「総合区」「特別区」問題
〝上から目線〟の制度いじりやめて
大阪市をよくする会が学習会
大阪市をよくする会(よくする会)が9月23日夜、大阪市北区の大阪グリーン会館で「総合区・特別区問題」学習会を開き、約140人が参加しました。
行政区より権限強める
府と大阪市が共同設置する「副首都推進局」は「副首都にふわさしい大都市制度のあり方」の名で「総合区」「特別区」についての住民説明会(大阪市民対象)を8月末から開催。来年2月にかけて全24行政区で開くとしています。説明会では大阪市がまとめた「総合区」素案とともに、昨年5月の住民投票で否決された「特別区」についても解説しています。

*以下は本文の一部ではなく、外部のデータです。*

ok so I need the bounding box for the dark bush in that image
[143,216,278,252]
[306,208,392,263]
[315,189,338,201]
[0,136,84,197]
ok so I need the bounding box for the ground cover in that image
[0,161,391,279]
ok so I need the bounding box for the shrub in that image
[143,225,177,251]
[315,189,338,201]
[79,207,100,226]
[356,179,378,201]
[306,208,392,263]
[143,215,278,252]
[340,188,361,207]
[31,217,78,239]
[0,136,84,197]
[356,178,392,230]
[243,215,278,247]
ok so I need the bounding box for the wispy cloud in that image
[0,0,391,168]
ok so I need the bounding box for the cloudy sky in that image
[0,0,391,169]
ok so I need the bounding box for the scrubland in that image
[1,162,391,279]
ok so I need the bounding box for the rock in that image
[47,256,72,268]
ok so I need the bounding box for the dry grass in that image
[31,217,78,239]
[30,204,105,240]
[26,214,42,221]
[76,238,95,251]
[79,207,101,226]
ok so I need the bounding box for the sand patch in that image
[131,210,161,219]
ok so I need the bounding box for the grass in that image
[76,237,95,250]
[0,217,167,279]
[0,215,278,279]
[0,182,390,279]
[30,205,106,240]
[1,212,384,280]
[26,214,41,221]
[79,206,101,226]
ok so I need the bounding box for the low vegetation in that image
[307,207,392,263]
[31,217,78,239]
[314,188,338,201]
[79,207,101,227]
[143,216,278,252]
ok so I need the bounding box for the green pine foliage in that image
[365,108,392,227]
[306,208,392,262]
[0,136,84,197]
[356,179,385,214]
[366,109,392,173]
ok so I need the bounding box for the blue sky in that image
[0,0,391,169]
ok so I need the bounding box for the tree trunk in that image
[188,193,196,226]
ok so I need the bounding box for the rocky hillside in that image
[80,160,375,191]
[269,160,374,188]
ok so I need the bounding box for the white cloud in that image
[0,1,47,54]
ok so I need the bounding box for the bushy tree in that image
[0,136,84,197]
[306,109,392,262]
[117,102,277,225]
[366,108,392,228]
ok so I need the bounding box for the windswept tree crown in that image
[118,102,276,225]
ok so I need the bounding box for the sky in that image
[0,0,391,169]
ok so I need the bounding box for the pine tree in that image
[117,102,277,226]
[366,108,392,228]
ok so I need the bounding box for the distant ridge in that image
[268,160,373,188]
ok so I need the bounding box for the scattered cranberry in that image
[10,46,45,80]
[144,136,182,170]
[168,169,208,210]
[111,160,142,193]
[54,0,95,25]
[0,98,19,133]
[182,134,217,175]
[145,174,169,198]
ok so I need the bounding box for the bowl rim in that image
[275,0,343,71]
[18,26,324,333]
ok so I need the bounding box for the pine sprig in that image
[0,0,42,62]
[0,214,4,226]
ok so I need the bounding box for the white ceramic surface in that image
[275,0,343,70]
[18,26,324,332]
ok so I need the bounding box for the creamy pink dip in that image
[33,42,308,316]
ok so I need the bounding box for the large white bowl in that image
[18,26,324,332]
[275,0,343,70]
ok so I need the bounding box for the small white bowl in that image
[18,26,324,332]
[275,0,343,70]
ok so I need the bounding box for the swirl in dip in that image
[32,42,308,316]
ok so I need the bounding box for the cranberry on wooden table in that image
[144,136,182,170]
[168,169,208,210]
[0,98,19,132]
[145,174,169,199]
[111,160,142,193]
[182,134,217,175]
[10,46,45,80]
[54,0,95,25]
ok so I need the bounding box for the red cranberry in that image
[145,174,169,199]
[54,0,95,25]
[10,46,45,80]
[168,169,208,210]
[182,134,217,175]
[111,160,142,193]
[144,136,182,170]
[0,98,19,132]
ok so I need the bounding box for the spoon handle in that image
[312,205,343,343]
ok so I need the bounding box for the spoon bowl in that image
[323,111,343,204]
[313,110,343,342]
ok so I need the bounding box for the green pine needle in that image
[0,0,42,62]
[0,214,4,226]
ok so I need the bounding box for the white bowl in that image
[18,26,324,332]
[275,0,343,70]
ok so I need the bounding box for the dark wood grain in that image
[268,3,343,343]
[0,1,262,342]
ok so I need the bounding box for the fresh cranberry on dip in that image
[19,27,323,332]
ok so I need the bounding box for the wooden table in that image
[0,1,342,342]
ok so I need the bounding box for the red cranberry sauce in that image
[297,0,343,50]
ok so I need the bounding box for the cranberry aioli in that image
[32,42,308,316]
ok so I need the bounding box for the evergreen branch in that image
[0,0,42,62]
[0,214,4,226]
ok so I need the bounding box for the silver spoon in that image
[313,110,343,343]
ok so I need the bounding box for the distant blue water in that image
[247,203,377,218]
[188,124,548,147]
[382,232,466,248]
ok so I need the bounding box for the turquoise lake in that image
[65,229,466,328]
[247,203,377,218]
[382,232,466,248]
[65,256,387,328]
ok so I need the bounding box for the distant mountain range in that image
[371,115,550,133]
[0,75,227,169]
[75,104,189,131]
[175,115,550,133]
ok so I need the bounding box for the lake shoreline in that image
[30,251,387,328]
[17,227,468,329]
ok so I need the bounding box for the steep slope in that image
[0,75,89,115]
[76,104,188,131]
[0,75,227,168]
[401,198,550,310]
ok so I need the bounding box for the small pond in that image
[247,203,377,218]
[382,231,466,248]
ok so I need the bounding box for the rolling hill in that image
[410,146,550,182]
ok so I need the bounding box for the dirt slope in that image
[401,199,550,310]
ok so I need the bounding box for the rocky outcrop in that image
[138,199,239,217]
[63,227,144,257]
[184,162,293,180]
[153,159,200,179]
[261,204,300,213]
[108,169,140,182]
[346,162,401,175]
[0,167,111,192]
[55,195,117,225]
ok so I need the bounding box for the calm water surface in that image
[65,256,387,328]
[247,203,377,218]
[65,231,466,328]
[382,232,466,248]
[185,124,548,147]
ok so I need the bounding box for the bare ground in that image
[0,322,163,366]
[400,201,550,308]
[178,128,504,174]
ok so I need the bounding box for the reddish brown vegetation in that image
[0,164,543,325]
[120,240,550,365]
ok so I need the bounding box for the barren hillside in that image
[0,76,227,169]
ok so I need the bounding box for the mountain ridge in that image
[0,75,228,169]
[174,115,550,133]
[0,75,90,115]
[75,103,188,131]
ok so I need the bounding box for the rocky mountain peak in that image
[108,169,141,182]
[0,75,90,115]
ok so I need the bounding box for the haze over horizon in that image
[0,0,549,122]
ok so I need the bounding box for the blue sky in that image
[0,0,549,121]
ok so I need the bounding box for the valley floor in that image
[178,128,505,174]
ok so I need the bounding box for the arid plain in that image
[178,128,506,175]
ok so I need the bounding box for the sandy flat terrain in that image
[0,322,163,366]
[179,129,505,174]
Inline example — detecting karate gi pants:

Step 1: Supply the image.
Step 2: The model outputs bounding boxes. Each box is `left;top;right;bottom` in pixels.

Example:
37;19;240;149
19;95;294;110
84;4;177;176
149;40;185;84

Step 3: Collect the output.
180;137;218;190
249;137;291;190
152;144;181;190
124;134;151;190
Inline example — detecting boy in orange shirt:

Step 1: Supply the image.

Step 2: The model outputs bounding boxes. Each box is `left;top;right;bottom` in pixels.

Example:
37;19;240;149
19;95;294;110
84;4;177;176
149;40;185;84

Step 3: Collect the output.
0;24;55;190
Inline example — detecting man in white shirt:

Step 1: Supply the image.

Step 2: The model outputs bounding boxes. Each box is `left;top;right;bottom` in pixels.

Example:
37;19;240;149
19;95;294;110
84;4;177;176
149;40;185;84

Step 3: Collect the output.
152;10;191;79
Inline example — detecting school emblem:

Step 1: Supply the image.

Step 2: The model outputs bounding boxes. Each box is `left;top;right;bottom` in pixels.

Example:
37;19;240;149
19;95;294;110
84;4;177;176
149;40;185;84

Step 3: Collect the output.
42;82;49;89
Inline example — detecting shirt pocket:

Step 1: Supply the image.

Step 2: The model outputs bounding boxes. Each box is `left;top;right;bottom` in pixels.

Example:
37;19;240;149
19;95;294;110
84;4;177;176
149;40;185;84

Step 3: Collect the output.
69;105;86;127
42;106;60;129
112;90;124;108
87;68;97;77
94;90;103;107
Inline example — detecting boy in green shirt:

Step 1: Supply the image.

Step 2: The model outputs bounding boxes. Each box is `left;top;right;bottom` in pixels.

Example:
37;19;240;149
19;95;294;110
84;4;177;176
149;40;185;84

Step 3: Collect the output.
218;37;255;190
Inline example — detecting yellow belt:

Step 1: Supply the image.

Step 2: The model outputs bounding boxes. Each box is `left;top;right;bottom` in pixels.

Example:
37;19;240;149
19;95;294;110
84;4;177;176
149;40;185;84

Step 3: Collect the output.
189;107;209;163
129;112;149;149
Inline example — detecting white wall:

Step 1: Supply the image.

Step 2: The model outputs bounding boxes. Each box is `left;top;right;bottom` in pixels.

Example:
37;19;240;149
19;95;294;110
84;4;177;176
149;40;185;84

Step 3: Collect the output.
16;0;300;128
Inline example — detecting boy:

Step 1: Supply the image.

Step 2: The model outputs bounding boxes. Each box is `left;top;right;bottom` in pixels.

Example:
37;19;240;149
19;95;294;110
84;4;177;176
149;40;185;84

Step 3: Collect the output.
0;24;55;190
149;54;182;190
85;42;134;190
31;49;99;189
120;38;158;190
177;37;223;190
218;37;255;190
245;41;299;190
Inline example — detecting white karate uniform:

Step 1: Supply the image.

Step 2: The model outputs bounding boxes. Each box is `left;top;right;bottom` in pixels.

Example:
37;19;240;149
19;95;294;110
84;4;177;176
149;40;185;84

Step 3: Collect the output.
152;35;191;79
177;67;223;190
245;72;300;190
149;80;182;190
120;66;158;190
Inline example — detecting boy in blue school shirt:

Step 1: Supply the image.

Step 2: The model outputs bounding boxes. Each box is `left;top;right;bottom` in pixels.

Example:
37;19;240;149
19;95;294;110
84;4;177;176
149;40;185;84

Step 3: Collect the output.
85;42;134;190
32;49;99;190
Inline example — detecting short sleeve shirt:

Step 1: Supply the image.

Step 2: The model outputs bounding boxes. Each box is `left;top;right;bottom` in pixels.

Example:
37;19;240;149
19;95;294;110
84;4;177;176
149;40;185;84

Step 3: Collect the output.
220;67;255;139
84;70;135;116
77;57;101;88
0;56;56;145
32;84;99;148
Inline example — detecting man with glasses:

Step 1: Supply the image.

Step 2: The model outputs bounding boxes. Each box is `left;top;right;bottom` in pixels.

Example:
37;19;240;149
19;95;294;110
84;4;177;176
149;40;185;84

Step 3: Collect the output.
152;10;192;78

講演した奈良女子大学の中山徹教授(大阪自治体問題研究所理事長)は、「総合区」は地方自治法改正(2014年)で新たに政令市に導入できるようになったもので、「総合区長」は特別職(選任には議会の同意が必要)に格上げし、「総合区」が担う仕事を条例で定めることで議会の関与が高まるなど、現在の行政区よりも権限を強める面があると説明しました。
合区が前提の大阪市案
大阪市が検討している「総合区」案が現在の24行政区の合区を前提にしていることについて、中山氏は「(法律上は)合区しなければならないという決まりはなく、一般論から外れている」と指摘。公明党は合区して12の「総合区」を設置し、自民党は24区を残した上で、すべてに「総合区」を導入するか、一部だけ導入するかは今後検討するとしていることも紹介しました。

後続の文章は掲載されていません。